IN SHARP contrast with the Cyprus Central Bank’s Residential Property Price Index for Q2 2015 and the RICS (Cyprus) Property Price Index for the same period (both of which reported price falls), Eurostat reports that home prices in Cyprus rose during the second quarter of 2015.
According to Eurostat, house prices in Cyprus rose 7.4 per cent over the second quarter of 2015 after falling 2.8 per cent during the first quarter of the year – and rose 2.4 per cent compared with the second quarter of 2014.
These Eurostat figures are at odds with the Cyprus Central Bank, which reported house prices and apartment prices falling by 0.8 per cent and 1.5 percent respectively over the second quarter – and by 4.6 percent and 6.2 percent respectively compared with the second quarter of 2014.
The RICS (Cyprus) Property Price Index for the second quarter of 2015 reported quarterly falls of 0.3 per cent in house prices and 0.4 percent in houses.
According to Eurostat, the highest quarterly increases in house prices were recorded in Cyprus (+7.4%), Austria (+6.4%), Denmark and Spain (+4.1% each), while the highest falls were observed in Romania (-1.1%), Malta (-0.3%) and Italy (-0.1%).
In the same reports, Eurostat reports that the highest annual increases in house prices in the second quarter of 2015 were recorded in Sweden (+13.0%), Hungary (+11.9%), Ireland (+10.7%) and Estonia (+10.5%), and the highest falls were observed in Latvia (-4.4%), Italy (-3.0%) and France (-2.2%).
It is known that Eurostat, the Cyprus Central Bank and RICS (Cyprus) employ different methodologies to calculate their indexes, but it is difficult to understand the wide variation.
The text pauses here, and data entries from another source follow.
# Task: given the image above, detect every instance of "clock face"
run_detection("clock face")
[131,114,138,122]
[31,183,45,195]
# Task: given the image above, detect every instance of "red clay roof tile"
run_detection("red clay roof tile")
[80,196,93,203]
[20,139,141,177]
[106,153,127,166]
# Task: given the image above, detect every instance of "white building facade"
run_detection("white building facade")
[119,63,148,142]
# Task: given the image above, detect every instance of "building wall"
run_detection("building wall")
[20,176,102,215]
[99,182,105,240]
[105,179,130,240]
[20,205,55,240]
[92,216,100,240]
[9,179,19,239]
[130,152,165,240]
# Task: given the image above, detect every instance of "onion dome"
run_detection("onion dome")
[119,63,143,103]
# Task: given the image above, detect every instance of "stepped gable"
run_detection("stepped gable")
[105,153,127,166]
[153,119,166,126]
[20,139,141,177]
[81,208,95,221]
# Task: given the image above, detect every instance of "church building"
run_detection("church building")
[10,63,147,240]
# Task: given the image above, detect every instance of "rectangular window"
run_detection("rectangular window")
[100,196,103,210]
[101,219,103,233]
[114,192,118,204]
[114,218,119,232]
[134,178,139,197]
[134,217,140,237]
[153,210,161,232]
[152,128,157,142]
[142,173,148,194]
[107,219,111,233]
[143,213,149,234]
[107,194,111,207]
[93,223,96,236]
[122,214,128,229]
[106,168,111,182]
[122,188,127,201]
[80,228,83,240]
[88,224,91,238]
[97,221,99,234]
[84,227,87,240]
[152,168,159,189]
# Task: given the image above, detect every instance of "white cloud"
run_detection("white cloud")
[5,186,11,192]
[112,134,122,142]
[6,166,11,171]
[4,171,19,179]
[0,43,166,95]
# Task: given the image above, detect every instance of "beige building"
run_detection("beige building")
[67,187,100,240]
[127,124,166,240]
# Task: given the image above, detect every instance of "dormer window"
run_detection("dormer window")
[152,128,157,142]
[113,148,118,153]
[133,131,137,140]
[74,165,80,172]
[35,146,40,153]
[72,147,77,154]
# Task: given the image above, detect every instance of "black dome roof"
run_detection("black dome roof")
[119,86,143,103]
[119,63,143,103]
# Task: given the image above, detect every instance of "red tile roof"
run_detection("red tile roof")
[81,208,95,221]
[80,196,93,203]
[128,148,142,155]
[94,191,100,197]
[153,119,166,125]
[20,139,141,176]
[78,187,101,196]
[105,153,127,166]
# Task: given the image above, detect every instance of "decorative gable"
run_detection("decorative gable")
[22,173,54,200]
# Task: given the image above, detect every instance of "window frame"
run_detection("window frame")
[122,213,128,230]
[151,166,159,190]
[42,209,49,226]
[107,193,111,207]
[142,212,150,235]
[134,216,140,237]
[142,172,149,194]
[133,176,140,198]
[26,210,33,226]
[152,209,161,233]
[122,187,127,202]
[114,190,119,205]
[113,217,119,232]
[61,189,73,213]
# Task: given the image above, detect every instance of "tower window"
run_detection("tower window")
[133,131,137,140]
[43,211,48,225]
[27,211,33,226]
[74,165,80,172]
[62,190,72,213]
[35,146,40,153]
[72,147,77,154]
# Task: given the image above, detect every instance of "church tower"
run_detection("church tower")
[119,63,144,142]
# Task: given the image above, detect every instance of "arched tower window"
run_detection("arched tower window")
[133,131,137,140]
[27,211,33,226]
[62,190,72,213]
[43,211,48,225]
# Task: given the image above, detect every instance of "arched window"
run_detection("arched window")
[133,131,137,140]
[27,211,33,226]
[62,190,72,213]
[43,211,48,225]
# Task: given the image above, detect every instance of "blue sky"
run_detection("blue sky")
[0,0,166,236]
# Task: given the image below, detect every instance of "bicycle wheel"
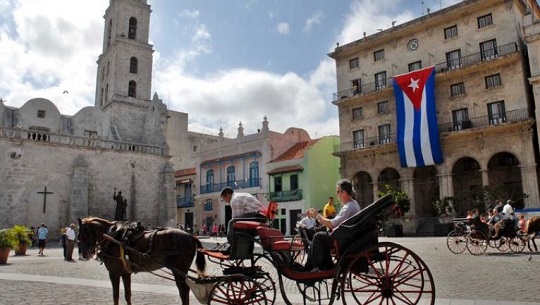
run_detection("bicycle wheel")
[446,230,467,254]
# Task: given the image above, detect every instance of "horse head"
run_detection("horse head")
[78,217,116,246]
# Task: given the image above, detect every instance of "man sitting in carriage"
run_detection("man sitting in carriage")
[305,179,360,271]
[220,187,267,244]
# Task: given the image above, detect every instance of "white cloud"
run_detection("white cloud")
[277,22,291,34]
[302,11,324,31]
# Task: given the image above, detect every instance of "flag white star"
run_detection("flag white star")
[409,78,420,92]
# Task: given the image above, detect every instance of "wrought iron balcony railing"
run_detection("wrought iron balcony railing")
[332,42,519,102]
[200,178,262,194]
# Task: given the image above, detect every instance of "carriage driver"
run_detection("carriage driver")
[304,179,360,271]
[220,187,266,244]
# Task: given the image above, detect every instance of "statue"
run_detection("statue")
[113,188,127,220]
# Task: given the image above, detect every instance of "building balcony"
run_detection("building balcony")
[332,42,519,102]
[200,178,262,194]
[269,189,304,202]
[334,108,532,153]
[176,196,195,208]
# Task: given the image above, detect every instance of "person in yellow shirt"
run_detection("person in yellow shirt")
[323,197,336,219]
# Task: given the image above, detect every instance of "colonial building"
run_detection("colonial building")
[0,0,176,238]
[329,0,540,232]
[194,117,311,232]
[266,136,340,235]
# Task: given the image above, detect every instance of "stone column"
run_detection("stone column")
[67,155,88,223]
[519,164,540,208]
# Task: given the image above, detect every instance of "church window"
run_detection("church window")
[128,80,137,97]
[129,57,139,74]
[128,17,137,39]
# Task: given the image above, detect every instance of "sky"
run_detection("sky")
[0,0,460,138]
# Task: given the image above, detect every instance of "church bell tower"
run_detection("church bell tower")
[95,0,154,109]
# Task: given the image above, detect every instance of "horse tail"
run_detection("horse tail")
[192,236,206,274]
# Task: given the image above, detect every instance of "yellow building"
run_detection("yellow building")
[329,0,540,230]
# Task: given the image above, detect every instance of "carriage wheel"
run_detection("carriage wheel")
[509,235,525,253]
[207,274,268,305]
[341,242,435,305]
[467,230,488,255]
[495,236,510,252]
[291,234,306,264]
[446,230,467,254]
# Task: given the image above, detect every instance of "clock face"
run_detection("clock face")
[407,39,418,51]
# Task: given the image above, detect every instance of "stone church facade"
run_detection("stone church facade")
[0,0,177,238]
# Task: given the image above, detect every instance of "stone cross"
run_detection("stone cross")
[37,187,54,213]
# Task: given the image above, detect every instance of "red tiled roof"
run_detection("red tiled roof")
[266,165,304,175]
[270,139,318,163]
[174,167,197,177]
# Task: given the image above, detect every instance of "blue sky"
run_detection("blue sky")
[0,0,459,138]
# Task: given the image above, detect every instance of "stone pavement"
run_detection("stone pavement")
[0,237,540,305]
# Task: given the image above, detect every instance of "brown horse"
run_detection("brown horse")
[525,216,540,252]
[79,217,206,305]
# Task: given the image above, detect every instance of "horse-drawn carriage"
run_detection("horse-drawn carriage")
[446,217,527,255]
[80,195,435,305]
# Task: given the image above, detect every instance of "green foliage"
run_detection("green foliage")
[11,225,32,245]
[0,229,19,248]
[379,184,411,216]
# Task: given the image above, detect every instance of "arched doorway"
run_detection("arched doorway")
[452,157,484,216]
[411,166,440,217]
[487,152,526,209]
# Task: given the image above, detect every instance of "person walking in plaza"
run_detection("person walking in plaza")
[323,197,336,219]
[304,179,360,271]
[66,223,76,262]
[37,223,49,256]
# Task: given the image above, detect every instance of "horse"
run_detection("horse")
[79,217,206,305]
[525,216,540,252]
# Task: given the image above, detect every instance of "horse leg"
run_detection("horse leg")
[122,273,131,305]
[174,272,189,305]
[109,272,120,305]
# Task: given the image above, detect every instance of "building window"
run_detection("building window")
[351,78,362,95]
[249,161,259,187]
[274,176,283,193]
[379,124,390,144]
[227,165,236,188]
[480,39,497,60]
[485,73,501,89]
[129,57,139,74]
[353,107,364,120]
[128,80,137,97]
[291,174,298,191]
[487,101,506,125]
[353,129,366,148]
[375,71,386,90]
[444,25,457,39]
[128,17,137,39]
[204,199,214,211]
[450,83,465,96]
[349,57,360,69]
[446,50,461,70]
[377,101,388,114]
[452,108,472,130]
[373,49,384,61]
[409,61,422,72]
[478,14,493,29]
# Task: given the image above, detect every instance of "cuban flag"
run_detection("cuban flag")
[393,67,443,167]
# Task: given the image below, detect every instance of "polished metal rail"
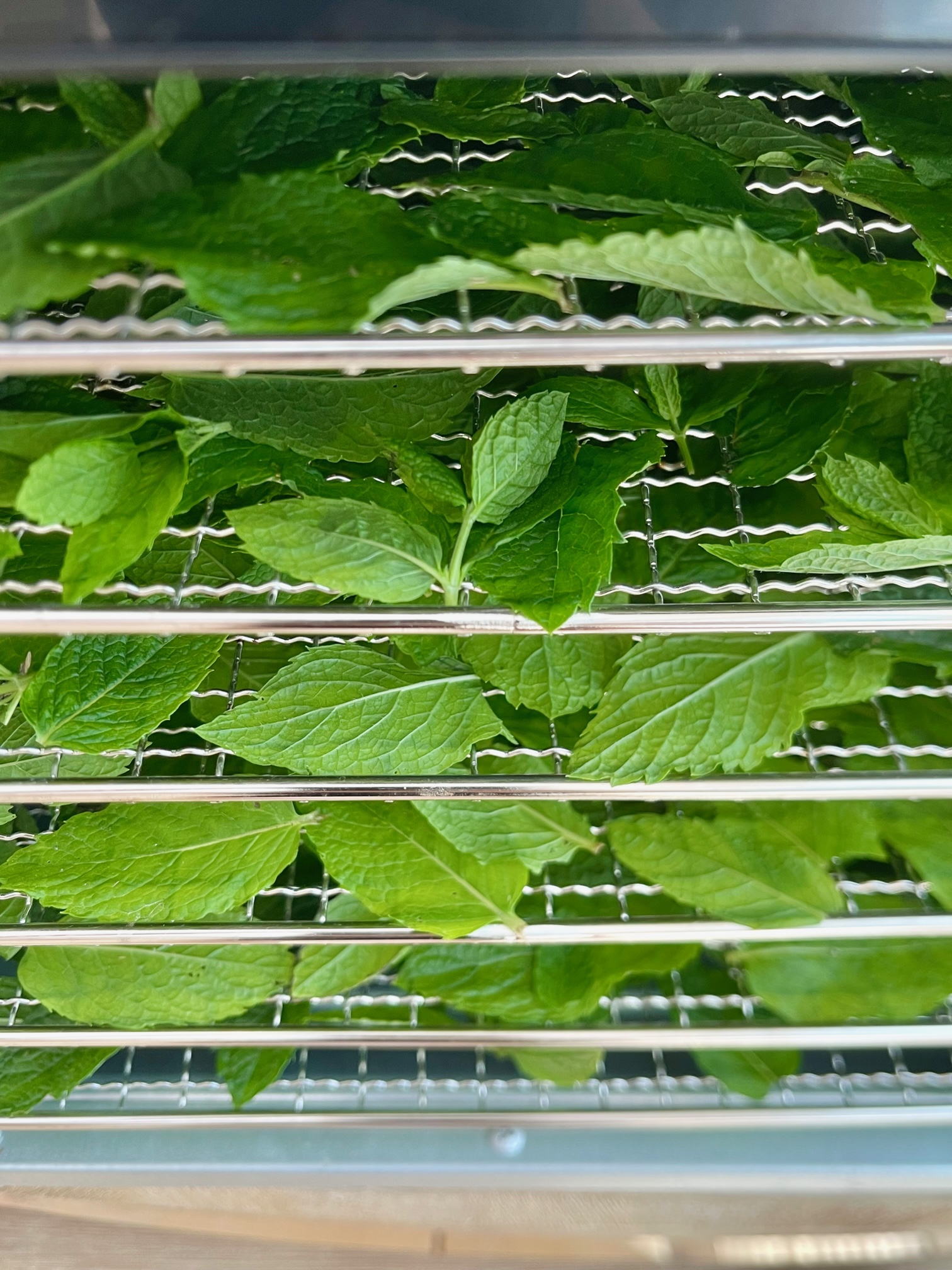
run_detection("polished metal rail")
[0,912,952,949]
[0,1024,952,1054]
[0,601,952,635]
[0,771,952,806]
[0,325,952,379]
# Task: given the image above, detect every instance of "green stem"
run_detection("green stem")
[443,503,476,609]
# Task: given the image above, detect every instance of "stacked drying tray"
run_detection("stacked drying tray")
[0,59,952,1168]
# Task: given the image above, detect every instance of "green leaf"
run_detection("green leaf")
[60,447,185,605]
[0,803,301,922]
[19,945,291,1027]
[200,645,501,772]
[703,534,952,573]
[159,371,496,464]
[433,75,526,110]
[21,635,222,753]
[452,127,816,243]
[651,93,851,163]
[460,635,631,719]
[16,437,141,526]
[60,75,146,150]
[291,895,404,998]
[691,1049,802,1099]
[817,455,942,539]
[229,498,443,605]
[510,220,941,323]
[381,98,572,144]
[414,787,599,871]
[0,411,146,461]
[609,811,843,926]
[162,75,412,181]
[307,803,528,939]
[470,392,567,525]
[569,634,890,785]
[0,1049,115,1115]
[390,442,467,522]
[731,940,952,1024]
[533,375,665,430]
[470,435,664,631]
[905,362,952,531]
[396,944,697,1024]
[876,801,952,908]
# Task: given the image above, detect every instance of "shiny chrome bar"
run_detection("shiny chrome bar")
[0,771,952,806]
[0,912,952,949]
[0,325,952,379]
[0,601,952,635]
[0,1024,952,1053]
Speaking to the Cyprus Mail, property valuator Pericles Markaris said that the difference in the findings may be related to a difference in the methodology and inclusion of transactions of homes “at prime locations” involving non-Cypriots. However, as non-Cyprus accounted for just 30.8 percent of sales in the second quarter it is hard to understand how such a small percentage could result in such a dramatic variation in the figures.